Ziya Oz listera at earthlink.net
Thu Oct 5 22:53:05 EDT 2006


karl v:
> "know your audience"

Ahh, there's a good place to start for me to agree and disagree with you.

It seems that you're assuming there's a (lowest) common denominator user
research template that can be applied to *any* context. I disagree, but
that's not a major point in this argument.

What's crucial is: would such a template actually help you in a specific
context? Or mislead or delay you in many ways?

It would be reasonable, for instance, to expect in such a template info on
age, income, ethnicity, education, even psychological indicators
(introvert/extrovert, impulse buyer/careful researcher), etc.

But if you are designing, say, a SAN product and you're really interested in
finding out if customers will grok the notion of virtualizing multiple
physical volumes into logical entities, I'd say most of that template would
be a waste of time -- yours and your customers. And the time you waste on
those template issues might be time you don't spend finding out about real
issues like, say, SarbOx compliance concerns over data preservation in
multiple formats or the fact that users of your product will most likely not
be the IT managers who will actually purchase it, etc.

At the end of the day, how innovative/differentiated/successful your product
will be is a direct function of what questions you ask.

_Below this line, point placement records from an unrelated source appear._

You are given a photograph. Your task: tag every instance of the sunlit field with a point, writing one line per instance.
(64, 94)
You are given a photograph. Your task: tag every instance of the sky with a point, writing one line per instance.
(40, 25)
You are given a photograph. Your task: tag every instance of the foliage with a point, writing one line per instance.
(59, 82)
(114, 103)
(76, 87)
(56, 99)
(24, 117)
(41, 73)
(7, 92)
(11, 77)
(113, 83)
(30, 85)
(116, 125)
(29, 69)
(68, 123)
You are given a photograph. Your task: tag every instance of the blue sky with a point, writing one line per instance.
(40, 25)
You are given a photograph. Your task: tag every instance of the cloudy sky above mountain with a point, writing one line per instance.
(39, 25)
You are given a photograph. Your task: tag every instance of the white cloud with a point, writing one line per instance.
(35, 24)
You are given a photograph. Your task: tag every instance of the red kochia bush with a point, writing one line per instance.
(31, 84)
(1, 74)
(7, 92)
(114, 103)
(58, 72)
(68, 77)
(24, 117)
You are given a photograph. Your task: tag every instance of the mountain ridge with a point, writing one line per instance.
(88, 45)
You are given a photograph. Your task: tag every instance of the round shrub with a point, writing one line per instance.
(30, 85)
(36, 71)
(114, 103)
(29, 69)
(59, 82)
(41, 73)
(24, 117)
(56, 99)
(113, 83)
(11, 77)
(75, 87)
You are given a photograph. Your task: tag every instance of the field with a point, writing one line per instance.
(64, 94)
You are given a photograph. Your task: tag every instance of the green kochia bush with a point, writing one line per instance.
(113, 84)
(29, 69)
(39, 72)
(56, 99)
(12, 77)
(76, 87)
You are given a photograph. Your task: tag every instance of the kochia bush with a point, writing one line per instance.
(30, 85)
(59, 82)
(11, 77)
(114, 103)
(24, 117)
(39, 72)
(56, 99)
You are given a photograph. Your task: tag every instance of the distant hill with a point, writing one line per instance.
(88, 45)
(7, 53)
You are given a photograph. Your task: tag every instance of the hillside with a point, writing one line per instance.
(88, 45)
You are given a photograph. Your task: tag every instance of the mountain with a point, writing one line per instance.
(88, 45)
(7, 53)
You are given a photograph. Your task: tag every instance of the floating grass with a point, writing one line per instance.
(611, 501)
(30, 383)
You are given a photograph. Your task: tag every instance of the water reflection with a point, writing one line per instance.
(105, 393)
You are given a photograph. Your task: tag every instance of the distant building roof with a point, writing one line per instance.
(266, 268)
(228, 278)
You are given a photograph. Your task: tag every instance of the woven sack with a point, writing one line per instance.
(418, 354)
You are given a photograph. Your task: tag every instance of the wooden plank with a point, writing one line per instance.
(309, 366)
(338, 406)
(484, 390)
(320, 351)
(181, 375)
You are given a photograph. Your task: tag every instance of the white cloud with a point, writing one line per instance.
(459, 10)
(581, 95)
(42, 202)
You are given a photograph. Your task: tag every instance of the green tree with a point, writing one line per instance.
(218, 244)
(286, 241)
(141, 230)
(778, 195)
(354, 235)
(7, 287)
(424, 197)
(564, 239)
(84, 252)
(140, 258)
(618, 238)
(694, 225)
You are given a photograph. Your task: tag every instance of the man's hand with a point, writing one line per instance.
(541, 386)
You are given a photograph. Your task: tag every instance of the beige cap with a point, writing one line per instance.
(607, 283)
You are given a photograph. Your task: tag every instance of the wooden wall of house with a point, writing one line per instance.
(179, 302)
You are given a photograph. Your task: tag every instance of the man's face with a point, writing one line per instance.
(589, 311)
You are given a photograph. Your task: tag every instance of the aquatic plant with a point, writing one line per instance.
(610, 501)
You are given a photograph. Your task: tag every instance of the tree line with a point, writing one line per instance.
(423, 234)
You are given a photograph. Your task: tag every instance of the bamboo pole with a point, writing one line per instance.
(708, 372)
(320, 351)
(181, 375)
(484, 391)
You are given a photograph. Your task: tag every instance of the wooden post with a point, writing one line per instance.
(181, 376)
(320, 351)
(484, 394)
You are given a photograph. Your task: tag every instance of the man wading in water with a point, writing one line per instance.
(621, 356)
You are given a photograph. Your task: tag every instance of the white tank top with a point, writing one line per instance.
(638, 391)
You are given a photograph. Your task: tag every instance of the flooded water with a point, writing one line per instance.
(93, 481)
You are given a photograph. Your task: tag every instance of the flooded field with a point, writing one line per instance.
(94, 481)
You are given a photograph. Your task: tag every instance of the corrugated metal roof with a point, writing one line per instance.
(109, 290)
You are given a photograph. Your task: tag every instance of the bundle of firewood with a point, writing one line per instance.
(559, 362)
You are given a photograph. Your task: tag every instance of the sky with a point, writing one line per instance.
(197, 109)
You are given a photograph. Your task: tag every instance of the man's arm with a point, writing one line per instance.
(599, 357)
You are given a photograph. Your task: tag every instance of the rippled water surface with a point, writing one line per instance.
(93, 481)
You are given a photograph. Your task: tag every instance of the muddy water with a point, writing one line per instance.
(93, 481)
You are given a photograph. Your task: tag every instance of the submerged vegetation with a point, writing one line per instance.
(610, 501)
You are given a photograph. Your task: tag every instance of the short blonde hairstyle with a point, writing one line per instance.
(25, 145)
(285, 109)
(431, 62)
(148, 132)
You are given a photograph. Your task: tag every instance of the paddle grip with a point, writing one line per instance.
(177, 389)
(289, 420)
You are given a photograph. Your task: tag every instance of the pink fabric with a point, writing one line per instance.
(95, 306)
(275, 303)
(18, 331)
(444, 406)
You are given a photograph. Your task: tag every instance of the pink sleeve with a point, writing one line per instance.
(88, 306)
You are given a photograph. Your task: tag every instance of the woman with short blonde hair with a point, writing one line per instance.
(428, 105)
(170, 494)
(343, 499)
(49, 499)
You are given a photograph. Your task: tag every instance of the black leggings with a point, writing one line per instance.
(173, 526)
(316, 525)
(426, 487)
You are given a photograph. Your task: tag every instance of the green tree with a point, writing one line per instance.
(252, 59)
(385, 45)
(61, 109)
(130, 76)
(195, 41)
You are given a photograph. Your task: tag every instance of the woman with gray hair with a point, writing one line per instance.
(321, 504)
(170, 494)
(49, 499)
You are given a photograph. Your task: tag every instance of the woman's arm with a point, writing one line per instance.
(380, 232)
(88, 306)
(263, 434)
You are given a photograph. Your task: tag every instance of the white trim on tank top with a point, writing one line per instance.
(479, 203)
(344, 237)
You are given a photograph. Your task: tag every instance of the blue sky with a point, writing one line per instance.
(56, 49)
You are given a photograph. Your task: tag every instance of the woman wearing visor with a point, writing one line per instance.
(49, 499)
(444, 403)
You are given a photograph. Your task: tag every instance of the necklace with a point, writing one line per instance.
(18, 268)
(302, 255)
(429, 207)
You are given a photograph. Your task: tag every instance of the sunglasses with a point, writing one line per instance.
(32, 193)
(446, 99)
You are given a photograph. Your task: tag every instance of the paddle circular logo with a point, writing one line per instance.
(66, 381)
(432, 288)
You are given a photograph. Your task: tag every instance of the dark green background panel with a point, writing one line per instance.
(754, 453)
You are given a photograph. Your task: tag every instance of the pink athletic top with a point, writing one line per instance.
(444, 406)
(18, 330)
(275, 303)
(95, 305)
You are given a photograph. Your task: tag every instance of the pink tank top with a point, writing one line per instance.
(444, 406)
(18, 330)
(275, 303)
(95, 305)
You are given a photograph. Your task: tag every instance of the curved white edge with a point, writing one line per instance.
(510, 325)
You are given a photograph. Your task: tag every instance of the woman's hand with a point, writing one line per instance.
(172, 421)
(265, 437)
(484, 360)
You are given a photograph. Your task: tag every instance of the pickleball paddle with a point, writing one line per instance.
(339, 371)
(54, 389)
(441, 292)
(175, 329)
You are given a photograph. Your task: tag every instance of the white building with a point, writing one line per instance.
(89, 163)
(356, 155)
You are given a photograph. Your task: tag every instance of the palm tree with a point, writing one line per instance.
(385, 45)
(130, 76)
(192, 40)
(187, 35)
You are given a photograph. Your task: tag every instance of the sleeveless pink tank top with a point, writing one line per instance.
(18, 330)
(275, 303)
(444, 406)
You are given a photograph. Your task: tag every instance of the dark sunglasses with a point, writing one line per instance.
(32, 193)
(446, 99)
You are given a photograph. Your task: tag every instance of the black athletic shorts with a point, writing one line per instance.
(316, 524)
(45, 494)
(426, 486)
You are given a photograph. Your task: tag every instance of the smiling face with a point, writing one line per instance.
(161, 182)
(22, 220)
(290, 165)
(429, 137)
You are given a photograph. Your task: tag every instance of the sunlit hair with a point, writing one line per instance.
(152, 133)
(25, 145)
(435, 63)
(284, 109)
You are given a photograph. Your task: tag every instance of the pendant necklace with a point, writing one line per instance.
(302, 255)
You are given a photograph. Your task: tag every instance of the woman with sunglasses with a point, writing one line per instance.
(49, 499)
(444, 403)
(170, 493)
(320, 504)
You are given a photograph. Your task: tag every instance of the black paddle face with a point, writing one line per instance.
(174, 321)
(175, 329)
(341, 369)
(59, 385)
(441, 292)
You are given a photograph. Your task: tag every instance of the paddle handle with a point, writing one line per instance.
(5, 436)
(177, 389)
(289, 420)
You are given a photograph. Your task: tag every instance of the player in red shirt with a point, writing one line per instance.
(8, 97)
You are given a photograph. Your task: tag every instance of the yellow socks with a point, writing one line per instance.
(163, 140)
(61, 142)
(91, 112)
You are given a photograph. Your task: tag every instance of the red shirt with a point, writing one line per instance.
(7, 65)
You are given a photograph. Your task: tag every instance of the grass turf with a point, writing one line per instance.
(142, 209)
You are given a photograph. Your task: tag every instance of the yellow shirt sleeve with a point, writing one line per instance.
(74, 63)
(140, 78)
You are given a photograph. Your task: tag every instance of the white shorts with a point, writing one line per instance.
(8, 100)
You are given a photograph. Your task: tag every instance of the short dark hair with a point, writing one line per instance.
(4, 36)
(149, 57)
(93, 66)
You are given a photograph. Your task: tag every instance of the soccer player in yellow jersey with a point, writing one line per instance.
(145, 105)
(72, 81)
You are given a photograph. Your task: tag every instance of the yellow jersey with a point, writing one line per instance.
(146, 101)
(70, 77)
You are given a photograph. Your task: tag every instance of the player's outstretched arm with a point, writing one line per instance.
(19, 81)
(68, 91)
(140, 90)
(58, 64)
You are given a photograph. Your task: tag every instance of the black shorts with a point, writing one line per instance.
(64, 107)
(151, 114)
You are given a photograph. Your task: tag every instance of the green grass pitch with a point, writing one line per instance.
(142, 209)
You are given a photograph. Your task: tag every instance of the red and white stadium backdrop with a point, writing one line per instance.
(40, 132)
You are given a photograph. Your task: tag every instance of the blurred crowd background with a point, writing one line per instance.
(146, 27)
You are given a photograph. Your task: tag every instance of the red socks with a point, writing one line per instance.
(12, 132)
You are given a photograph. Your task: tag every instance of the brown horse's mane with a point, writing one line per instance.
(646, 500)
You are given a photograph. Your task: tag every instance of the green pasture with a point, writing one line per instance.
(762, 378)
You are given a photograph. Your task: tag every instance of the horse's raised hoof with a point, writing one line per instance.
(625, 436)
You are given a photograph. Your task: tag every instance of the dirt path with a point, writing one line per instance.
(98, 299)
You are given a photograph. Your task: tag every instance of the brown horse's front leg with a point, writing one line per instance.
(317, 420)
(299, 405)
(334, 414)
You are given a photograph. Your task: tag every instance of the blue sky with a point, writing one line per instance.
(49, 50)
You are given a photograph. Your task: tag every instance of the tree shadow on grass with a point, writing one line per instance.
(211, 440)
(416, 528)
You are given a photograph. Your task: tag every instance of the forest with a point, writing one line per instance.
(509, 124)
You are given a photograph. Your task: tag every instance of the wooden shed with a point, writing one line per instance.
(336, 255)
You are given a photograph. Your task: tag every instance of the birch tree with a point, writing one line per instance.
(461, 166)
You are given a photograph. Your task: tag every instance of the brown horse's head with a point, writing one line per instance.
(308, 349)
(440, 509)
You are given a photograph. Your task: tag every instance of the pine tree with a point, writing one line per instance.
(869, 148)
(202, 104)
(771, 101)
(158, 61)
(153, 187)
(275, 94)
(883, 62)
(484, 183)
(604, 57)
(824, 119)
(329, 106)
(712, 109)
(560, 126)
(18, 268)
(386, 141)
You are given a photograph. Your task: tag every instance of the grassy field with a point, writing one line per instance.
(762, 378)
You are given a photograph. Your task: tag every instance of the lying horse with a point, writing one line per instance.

It's not
unreasonable to think that if you ask the same questions and explore the
same paths as everybody else (including your competitors), you'll likely
come up with a me-too product.

I'd thus consider the limited amount of time we get to spend with users
sacrosanct and not waste it with template questions. I'd focus on my issues
and my context, always waiting to unearth some insight missed by my
competitors, who were hopefully busy going through the template check list.
;-)

I know this makes it harder, but context is everything in design.

---- 
Ziya

Best Practices,
For when you've run out of your own ideas and context.